• 12yearsoftears
  • concrete
Most great live albums, like their live show counterparts, cannot be contained in the length of a 75-minute CD, so most great live albums are broken into two parts. Hence the part two format, recalling last issue’s ode to the great live albums of the modern era. Last issue we explored ground-breaking live albums by eighties monsters Depeche Mode, U2 and Peter Gabriel — this week we veer off into smaller, gayer territory.

One of the challenges of doing a live album is to give your fans something new to hear instead of just slightly different or longer versions of the hits. That was done en masse in the nineties with MTV Unplugged albums by Nirvana, Mariah Carey, Natalie Merchant and many more and has since been done to death (and hopefully put to death). These next examples are three gay acts that managed to re-imagine the live album with classical flair, as only a queen can.

Back in late ’80s, power pop quartet The Bongos folded after two great albums leaving their third album, Phantom Train, unreleased and their lead singer, Richard Barone, nothing but one great live show previewing the new material to show for it. Richard released that live album—which is mostly him, his acoustic guitar, piano and strings—as Cool Blue Halo, which drew him even more new fans than his previous band and helped usher in the aforementioned Unplugged era. CBH was the perfect transitional CD for Richard; covering his hits with The Bongos; some of the unreleased Phantom Train tracks; great covers by TRex, Bowie and The Beatles; and one track that would be the standout on his first studio LP, “Primal Dream.” Both Phantom Train and Cool Blue Halo anniversary editions just hit stores last week.

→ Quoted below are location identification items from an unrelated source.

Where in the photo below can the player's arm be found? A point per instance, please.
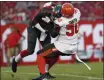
(36, 24)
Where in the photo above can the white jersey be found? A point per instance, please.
(68, 38)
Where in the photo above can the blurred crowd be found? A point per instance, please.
(22, 12)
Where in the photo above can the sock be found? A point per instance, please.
(24, 53)
(41, 62)
(21, 55)
(18, 58)
(51, 61)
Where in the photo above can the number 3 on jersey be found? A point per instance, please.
(71, 29)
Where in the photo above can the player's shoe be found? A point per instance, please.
(44, 77)
(14, 65)
(49, 76)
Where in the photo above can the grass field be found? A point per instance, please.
(75, 71)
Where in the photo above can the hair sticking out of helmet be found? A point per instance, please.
(48, 4)
(67, 10)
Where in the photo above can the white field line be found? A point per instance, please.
(68, 75)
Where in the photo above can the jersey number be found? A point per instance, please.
(71, 29)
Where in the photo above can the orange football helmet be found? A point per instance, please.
(67, 10)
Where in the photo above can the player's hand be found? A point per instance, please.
(46, 31)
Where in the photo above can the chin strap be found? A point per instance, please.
(82, 61)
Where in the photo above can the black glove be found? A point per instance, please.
(54, 33)
(46, 31)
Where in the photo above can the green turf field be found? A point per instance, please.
(75, 71)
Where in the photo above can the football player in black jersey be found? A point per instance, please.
(40, 27)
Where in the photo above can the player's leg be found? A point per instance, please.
(32, 37)
(43, 59)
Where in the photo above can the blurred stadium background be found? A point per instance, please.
(91, 46)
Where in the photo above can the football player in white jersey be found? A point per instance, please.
(66, 43)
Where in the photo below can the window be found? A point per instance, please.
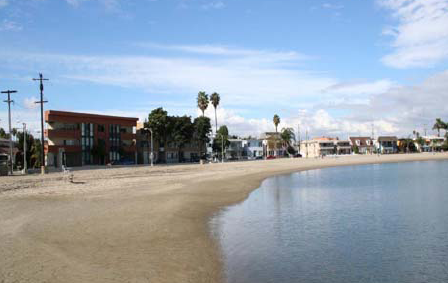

Around the same time The Bongos were parting, Marc Almond was making his pink spotlight shine beyond the legendary Soft Cell. While Soft Cell had their moments of cabaret and camp, Marc turned it up to 11 when, after 6 hit-or-miss solo albums and 14 years combined in the industry, he released his dramatic live album and video, 12 Years of Tears. Pulling from his years with Soft Cell, his love of French and cabaret, and his two big pop solo albums, 12 Years feels like a Jacques Brel musical complete with Jacques Brel classics like “Jacky” (see Ab Fab) and “If You Go Away” (see Streisand and Sinatra), plus the best song ever about drag, “What Makes a Man a Man.”

And finally the mother of all big gay albums has to be Pet Shop Boys’ reimagining of their career with a live orchestra, Robbie Williams, Rufus Wainwright and The Art of Noise. If you saw them in concert this past month, you know nothing beats them in concert, so imagine them with this much power behind them. Concrete does what all of these mentioned releases do: embellish, enhance and strengthen your love for the originals, while making you equally appreciate the ones less familiar to your ear. Just like any good concert should.